JAKARTA - Ketua bidang Penegakkan Hukum dan HAM PP Muhammadiyah Busyro Muqoddas menyebut pihaknya mau tak mau,menerima keputusan pemerintah yang tidak menunda pelaksanaan Pilkada 2020.
Muhammadiyah sebelumnya menjadi salah satu lembaga keagamaan yang mendesak agar penyelenggaraan Pilkada 2020 ditunda demi menekan angka penyebaran COVID-19.
Ketika keinginan tersebut tak dikabulkan, Busyro menyebut Muhammadiyah memberi catatan kritis terkait pelaksanaan kampanye. Dia berharap pasangan calon pada Pilkada 2020 benar-benar mengangkat isu yang mewakili rakyat.
"Walaupun kami sudah secara resmi mengusulkan Pilkada untuk ditunda, tetapi karena tidak ada indikasi penundaan, maka PP Muhammadiyah mencatat isu kampanye yang konkret dihadapi masyarakat," kata Busyro dalam diskusi webinar, Rabu, 21 Oktober.
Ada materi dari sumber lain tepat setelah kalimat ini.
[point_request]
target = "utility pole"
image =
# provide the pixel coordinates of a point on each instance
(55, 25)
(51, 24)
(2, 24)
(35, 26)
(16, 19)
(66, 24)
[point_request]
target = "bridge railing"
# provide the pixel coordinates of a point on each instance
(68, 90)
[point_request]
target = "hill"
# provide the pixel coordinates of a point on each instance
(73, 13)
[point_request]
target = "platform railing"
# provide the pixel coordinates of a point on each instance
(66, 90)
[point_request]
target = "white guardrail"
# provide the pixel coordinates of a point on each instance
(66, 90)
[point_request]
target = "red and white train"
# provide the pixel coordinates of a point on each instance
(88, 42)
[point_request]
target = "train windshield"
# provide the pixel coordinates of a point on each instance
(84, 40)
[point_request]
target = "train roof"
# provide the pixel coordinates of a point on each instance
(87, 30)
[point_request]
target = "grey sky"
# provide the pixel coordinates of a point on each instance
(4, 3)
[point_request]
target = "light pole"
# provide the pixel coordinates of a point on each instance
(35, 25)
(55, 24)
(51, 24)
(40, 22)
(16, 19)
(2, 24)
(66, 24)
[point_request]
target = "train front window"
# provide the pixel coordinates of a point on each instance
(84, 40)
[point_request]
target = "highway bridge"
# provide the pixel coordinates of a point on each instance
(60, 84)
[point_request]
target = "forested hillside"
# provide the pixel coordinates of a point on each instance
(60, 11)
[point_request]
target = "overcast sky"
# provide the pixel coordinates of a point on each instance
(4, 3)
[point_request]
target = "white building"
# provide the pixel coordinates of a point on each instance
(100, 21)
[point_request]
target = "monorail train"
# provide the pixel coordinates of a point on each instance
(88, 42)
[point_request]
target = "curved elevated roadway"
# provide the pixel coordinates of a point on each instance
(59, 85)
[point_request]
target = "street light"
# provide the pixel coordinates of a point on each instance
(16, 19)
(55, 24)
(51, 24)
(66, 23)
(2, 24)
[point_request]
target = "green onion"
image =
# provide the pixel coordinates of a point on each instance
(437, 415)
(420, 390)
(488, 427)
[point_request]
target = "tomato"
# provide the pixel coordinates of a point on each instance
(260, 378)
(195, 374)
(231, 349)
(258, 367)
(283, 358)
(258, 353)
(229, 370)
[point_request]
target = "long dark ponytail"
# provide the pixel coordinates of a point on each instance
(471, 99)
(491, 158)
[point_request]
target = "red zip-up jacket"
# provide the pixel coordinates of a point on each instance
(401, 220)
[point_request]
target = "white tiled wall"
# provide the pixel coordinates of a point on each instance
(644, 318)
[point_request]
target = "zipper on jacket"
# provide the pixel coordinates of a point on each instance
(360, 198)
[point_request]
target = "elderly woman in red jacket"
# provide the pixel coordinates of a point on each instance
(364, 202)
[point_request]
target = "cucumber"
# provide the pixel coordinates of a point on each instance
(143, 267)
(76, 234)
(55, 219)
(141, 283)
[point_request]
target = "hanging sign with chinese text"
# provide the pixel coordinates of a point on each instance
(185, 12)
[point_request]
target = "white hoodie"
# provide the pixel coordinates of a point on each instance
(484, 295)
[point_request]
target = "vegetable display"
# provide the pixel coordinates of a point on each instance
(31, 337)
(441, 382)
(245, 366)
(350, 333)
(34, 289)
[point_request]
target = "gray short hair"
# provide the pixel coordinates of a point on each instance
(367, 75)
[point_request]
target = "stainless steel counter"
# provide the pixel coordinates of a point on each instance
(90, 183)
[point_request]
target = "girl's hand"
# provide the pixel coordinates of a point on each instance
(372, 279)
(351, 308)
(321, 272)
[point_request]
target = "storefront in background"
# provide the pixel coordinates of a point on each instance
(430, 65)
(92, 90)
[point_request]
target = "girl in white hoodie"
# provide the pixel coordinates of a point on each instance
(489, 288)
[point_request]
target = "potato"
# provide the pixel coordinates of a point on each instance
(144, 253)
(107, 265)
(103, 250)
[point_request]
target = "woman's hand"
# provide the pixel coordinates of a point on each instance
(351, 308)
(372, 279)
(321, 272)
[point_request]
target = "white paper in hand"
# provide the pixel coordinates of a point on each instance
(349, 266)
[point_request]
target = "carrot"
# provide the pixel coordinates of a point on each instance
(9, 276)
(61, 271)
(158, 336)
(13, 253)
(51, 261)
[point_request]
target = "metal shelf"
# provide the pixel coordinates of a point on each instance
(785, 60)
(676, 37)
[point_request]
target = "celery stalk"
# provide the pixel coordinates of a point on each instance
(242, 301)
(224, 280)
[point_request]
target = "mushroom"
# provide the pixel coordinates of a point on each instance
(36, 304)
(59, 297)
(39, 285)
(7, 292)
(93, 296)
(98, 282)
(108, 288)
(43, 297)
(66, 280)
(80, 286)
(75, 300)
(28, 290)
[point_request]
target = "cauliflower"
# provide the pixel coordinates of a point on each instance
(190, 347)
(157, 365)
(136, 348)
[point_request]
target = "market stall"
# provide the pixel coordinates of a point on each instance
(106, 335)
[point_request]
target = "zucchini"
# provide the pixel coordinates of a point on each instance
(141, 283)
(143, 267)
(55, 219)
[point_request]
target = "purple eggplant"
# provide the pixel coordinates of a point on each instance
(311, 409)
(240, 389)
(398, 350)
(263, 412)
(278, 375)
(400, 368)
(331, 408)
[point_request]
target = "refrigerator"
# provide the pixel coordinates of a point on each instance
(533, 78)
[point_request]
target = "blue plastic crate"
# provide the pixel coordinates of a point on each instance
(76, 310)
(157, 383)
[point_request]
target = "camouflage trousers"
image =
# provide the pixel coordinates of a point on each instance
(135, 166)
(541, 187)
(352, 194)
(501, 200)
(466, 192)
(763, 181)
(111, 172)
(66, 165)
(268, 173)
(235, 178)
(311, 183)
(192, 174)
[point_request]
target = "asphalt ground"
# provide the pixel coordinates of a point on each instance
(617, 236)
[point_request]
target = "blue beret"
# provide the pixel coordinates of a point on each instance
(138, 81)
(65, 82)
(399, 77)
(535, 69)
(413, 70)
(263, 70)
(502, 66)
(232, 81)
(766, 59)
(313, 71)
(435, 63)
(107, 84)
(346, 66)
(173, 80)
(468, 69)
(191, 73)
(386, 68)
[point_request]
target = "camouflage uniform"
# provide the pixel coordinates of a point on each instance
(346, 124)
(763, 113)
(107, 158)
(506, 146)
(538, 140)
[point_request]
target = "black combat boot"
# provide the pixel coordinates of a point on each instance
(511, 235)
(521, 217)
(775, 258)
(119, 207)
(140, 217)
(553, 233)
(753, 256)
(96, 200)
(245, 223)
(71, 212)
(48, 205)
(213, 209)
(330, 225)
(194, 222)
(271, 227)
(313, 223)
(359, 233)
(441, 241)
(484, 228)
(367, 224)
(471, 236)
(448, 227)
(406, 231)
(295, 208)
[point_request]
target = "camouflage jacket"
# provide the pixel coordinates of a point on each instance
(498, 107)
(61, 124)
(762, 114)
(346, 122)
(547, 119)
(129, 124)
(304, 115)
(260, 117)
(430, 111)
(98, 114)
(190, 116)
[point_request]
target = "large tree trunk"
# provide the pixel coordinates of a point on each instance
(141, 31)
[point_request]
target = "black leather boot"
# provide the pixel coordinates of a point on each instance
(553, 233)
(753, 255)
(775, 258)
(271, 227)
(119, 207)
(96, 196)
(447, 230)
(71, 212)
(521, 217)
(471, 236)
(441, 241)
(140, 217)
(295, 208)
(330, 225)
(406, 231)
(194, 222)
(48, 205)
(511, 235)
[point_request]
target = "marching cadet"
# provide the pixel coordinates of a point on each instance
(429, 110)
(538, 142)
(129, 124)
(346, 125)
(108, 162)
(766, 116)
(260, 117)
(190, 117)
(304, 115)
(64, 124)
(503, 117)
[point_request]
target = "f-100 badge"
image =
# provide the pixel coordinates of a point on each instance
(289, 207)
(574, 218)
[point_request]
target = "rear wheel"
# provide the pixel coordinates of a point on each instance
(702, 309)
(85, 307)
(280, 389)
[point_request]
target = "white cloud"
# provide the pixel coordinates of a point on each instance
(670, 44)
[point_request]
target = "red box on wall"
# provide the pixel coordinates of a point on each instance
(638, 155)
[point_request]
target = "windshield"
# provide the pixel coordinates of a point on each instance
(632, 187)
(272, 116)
Menurut Busyro, sebaiknya pasangan calon, partai politik pengusung, maupun tim kampanye mengangkat kerangka desain pada jalur demokratis. Sehingga paslon yang terpilih menjadi kepala daerah benar-benar mewakili masyarakat yang memilihnya.
"Siapa pun yang terpilih menjadi kepala daerah itu betul-betul merupakan kepala daerah yang represent of the people, bukan of the parpol atau koalisi parpol," ungkap Busyro.
BACA JUGA:
Mantan Ketua Komisi Pemberantasan Korupsi (KPK) ini juga meminta paslon Pilkada 2020 memahami isu transparansi seperti laporan harta kekayaan penyelenggara negara (LHKPN) serta anggaran pendapatan dan belanja daerah (APBD) dalam berkampanye.
"Mengenai role model isu-isu kampanye, perlu panduan-panduan untuk menolong kepala daerah seperti LHKPN. Kemudian, yang kedua terkait dengan APBD yang base on civil society (masyarakat sipil)," tutur dia.
Selain itu, perlu juga memahami persoalan-persoalan yang dekat dengan rakyat. Contohnya adalah kebijakan tata ruang hingga masalah agraria. Isu ini dinilai penting, mengingat tata ruang di daerah tidak pernah lepas dari incaran kekuatan-kekuatan modal.
"Perlu diketahui, pemilik modal itu selalu melakukan langkah-langkah yang sedemikian rupa, sehingga bisa menikmati daulat rakyat di daerah-daerah, memanfaatkan lahan-lahan aspek agraria," ujar Busyro.
"Apalagi, UU Omnibus Law yang baru itu ada karakter sentralisme pada pusat sehingga daerah-daerah mengalami keterbatasan," lanjut dia.